仕方なく全摘を決断すると、次は「乳房再建をどうするか」という話になります。乳房の同時再建術をすれば、片胸のない状態を見なくて済むメリットはありますが、もしその後に放射線治療を行うと、人工物にしろ自家組織で再建するにしろ、劣化や変形の可能性を伴うと言われました。
放射線治療をするかしないかは、手術後に病理検査をしてみないとわかりません。
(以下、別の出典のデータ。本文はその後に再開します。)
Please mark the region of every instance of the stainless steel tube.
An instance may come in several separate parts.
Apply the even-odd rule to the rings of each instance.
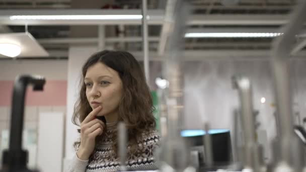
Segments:
[[[271,65],[274,79],[277,115],[279,124],[280,161],[292,164],[293,112],[290,93],[288,59],[295,41],[295,35],[306,22],[306,1],[299,1],[289,23],[283,28],[284,34],[273,43]]]
[[[143,63],[144,65],[144,74],[146,83],[148,84],[150,80],[149,70],[149,47],[148,40],[148,26],[147,22],[147,0],[142,0],[142,8],[141,11],[142,15],[142,48],[143,50]]]
[[[253,114],[251,81],[245,77],[233,78],[234,86],[238,90],[241,108],[241,119],[244,136],[244,167],[258,171],[259,157],[255,139],[256,131]]]

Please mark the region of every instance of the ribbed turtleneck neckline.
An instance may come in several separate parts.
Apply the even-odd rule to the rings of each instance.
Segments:
[[[106,127],[107,127],[108,129],[113,129],[116,128],[117,127],[117,121],[112,122],[106,122],[105,124],[106,125]]]

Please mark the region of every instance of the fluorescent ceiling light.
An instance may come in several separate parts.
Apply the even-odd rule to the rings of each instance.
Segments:
[[[21,52],[20,46],[10,43],[0,43],[0,54],[10,57],[15,57]]]
[[[148,16],[147,18],[148,18]],[[11,16],[10,19],[15,20],[137,20],[141,19],[142,15],[43,15]]]
[[[208,131],[209,134],[219,134],[223,133],[229,132],[230,130],[227,129],[210,129]],[[206,132],[203,130],[200,129],[189,129],[184,130],[181,131],[181,136],[182,137],[194,137],[202,136],[206,134]]]
[[[185,38],[260,38],[275,37],[281,33],[187,33]]]

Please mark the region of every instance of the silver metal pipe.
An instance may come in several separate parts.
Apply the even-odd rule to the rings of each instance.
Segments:
[[[300,4],[293,11],[289,23],[283,28],[284,34],[272,44],[271,65],[274,79],[277,115],[279,122],[280,159],[292,166],[293,111],[290,93],[288,59],[293,48],[295,35],[306,22],[306,1]]]
[[[98,27],[98,50],[102,51],[105,48],[105,26]]]
[[[127,170],[125,161],[127,153],[127,132],[125,125],[122,122],[119,122],[118,124],[118,138],[119,155],[120,158],[120,170],[126,171]]]
[[[238,90],[239,93],[244,137],[244,167],[253,169],[257,172],[259,170],[259,157],[255,139],[255,124],[251,81],[245,77],[234,77],[233,79],[234,87]]]
[[[150,73],[149,70],[149,42],[148,40],[148,26],[147,22],[147,0],[142,0],[142,8],[141,14],[142,15],[142,48],[143,51],[143,63],[144,65],[144,75],[146,79],[146,83],[149,84]]]
[[[168,112],[168,133],[162,144],[161,169],[162,171],[186,171],[190,157],[185,140],[180,136],[183,123],[183,74],[181,60],[184,34],[187,17],[189,14],[185,1],[178,0],[174,6],[174,22],[170,32],[169,43],[165,53],[163,76],[169,81],[166,89],[166,102]]]
[[[205,154],[205,164],[206,166],[212,166],[213,165],[213,155],[212,154],[212,146],[211,137],[209,134],[209,124],[204,124],[205,134],[204,135],[204,147]]]

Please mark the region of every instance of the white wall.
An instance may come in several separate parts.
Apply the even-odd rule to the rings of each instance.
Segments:
[[[63,149],[64,113],[39,114],[37,166],[43,172],[61,171]]]
[[[66,60],[1,60],[0,80],[14,80],[20,74],[39,74],[47,80],[67,79]]]

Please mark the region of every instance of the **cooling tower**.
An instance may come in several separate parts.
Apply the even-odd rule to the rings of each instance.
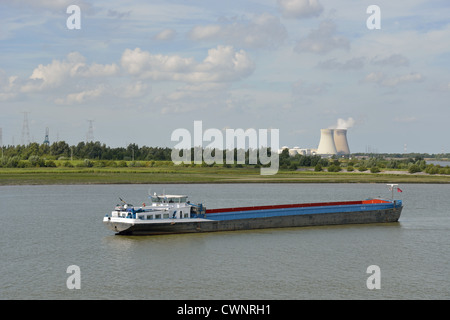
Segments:
[[[320,129],[320,142],[317,154],[337,154],[333,129]]]
[[[350,154],[347,142],[347,129],[334,130],[334,145],[338,154]]]

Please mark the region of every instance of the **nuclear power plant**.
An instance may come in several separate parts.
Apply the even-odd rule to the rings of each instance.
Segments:
[[[296,154],[301,155],[321,155],[321,156],[332,156],[332,155],[349,155],[350,148],[347,141],[347,129],[321,129],[320,130],[320,141],[317,149],[304,149],[295,147],[290,149],[285,146],[282,147],[278,153],[281,153],[284,149],[289,150],[289,155],[295,156]]]
[[[347,155],[350,148],[347,141],[347,129],[321,129],[317,148],[319,155]]]

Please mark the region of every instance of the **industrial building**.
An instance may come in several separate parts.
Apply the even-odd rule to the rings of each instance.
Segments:
[[[287,146],[282,147],[278,150],[278,153],[283,152],[284,149],[289,150],[290,156],[300,155],[321,155],[321,156],[332,156],[332,155],[349,155],[350,148],[347,141],[347,129],[321,129],[320,130],[320,141],[317,149],[307,149],[307,148],[289,148]]]

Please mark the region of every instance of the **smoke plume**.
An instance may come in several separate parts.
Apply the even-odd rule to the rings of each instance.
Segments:
[[[348,118],[347,120],[339,118],[337,123],[331,126],[329,129],[349,129],[355,125],[355,120],[353,118]]]

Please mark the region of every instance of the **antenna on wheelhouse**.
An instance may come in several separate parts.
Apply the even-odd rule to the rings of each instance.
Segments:
[[[392,200],[394,200],[394,189],[396,189],[397,192],[403,192],[402,189],[400,189],[398,187],[398,184],[396,184],[396,183],[388,183],[386,185],[389,186],[389,190],[391,191],[391,199]]]

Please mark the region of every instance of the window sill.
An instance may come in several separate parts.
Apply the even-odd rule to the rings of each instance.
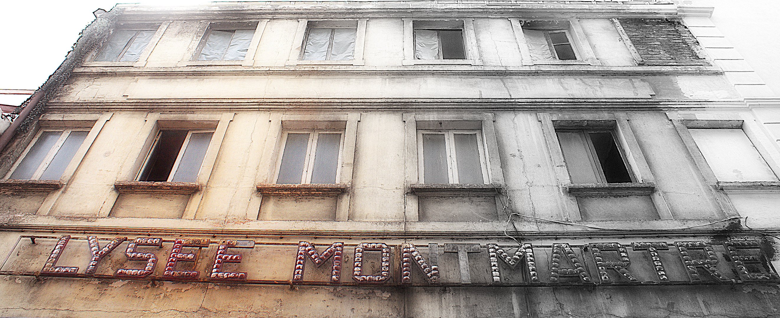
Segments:
[[[365,65],[365,60],[345,60],[345,61],[303,61],[289,60],[285,64],[287,66],[297,65]]]
[[[114,189],[120,194],[190,194],[200,190],[197,182],[117,181]]]
[[[482,60],[403,60],[401,61],[402,65],[481,65]]]
[[[715,189],[725,191],[741,190],[780,190],[780,182],[776,181],[747,181],[747,182],[718,182]]]
[[[576,183],[566,186],[575,197],[629,197],[649,195],[655,190],[655,183]]]
[[[348,188],[342,183],[257,184],[257,192],[268,195],[336,197]]]
[[[58,180],[0,180],[0,192],[51,192],[65,183]]]
[[[417,183],[410,185],[415,194],[498,194],[501,184]]]

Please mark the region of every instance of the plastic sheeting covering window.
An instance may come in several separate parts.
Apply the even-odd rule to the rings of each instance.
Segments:
[[[354,58],[356,29],[310,29],[304,61],[346,61]]]
[[[550,51],[550,46],[547,43],[547,37],[544,31],[536,30],[523,30],[523,35],[526,37],[526,43],[528,44],[528,49],[531,53],[531,59],[537,61],[555,61],[558,58],[553,55]]]
[[[433,30],[414,30],[414,57],[419,60],[438,60],[438,32]]]
[[[212,30],[200,50],[198,61],[240,61],[246,57],[253,30],[221,31]]]

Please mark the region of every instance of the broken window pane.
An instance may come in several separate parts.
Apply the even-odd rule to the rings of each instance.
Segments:
[[[149,154],[138,180],[168,181],[188,132],[186,130],[160,131],[154,149]]]
[[[414,57],[420,60],[438,60],[438,33],[432,30],[414,30]]]
[[[32,179],[35,171],[41,167],[46,156],[51,151],[51,148],[57,144],[62,131],[44,131],[38,136],[35,144],[30,148],[16,169],[11,173],[9,179],[29,180]]]
[[[346,61],[354,59],[356,29],[334,29],[333,45],[330,60]]]
[[[277,183],[300,183],[309,147],[309,134],[287,134]]]
[[[246,57],[254,30],[218,30],[209,32],[198,61],[240,61]]]
[[[100,53],[95,57],[94,61],[115,61],[119,59],[119,54],[125,51],[127,44],[135,37],[138,31],[118,30],[111,34],[111,38],[101,47]],[[146,47],[144,45],[144,47]]]
[[[335,183],[340,148],[341,134],[317,135],[312,183]]]
[[[62,178],[62,173],[65,172],[65,168],[68,166],[70,160],[76,155],[76,152],[79,150],[81,144],[84,142],[87,134],[89,134],[89,131],[71,131],[68,135],[68,138],[65,139],[65,142],[59,147],[57,154],[51,159],[51,162],[48,166],[44,170],[44,173],[41,176],[41,180],[59,180]]]
[[[136,38],[133,39],[133,42],[128,46],[127,51],[119,58],[119,61],[138,61],[141,54],[144,53],[144,49],[149,44],[151,37],[154,36],[155,32],[152,30],[138,31],[137,34],[136,34]]]
[[[482,184],[482,163],[480,162],[477,134],[454,134],[455,157],[458,162],[458,183]]]
[[[532,59],[537,61],[557,59],[550,51],[544,31],[523,29],[523,34],[526,37],[526,43],[528,44],[528,50],[530,51]]]
[[[423,180],[426,183],[449,183],[444,134],[423,134]]]
[[[325,61],[330,47],[332,29],[310,29],[303,51],[304,61]]]
[[[197,180],[213,132],[193,132],[190,135],[187,147],[184,149],[182,159],[179,160],[176,172],[171,181],[195,182]]]
[[[466,59],[463,31],[459,30],[440,30],[438,35],[441,43],[441,58],[445,60]]]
幸い再建手術にも保険が利くようになったと聞きましたし、全摘後に再建した胸の写真をいくつか見せてもらったところとてもきれいだったので、「後からでもいいか」と思って同時再建は選択しませんでした。
案の条、術後の治療は抗がん剤と放射線になり、加えてホルモン治療をすることになりました。10年間、薬を飲み続ける治療です。抗がん剤ではほとんどの毛が抜けました。体調不良の悩みも尽きませんでした。今も3カ月に1回の検診、年に1回のエコー検査や右胸のマンモグラフィー検査もしています。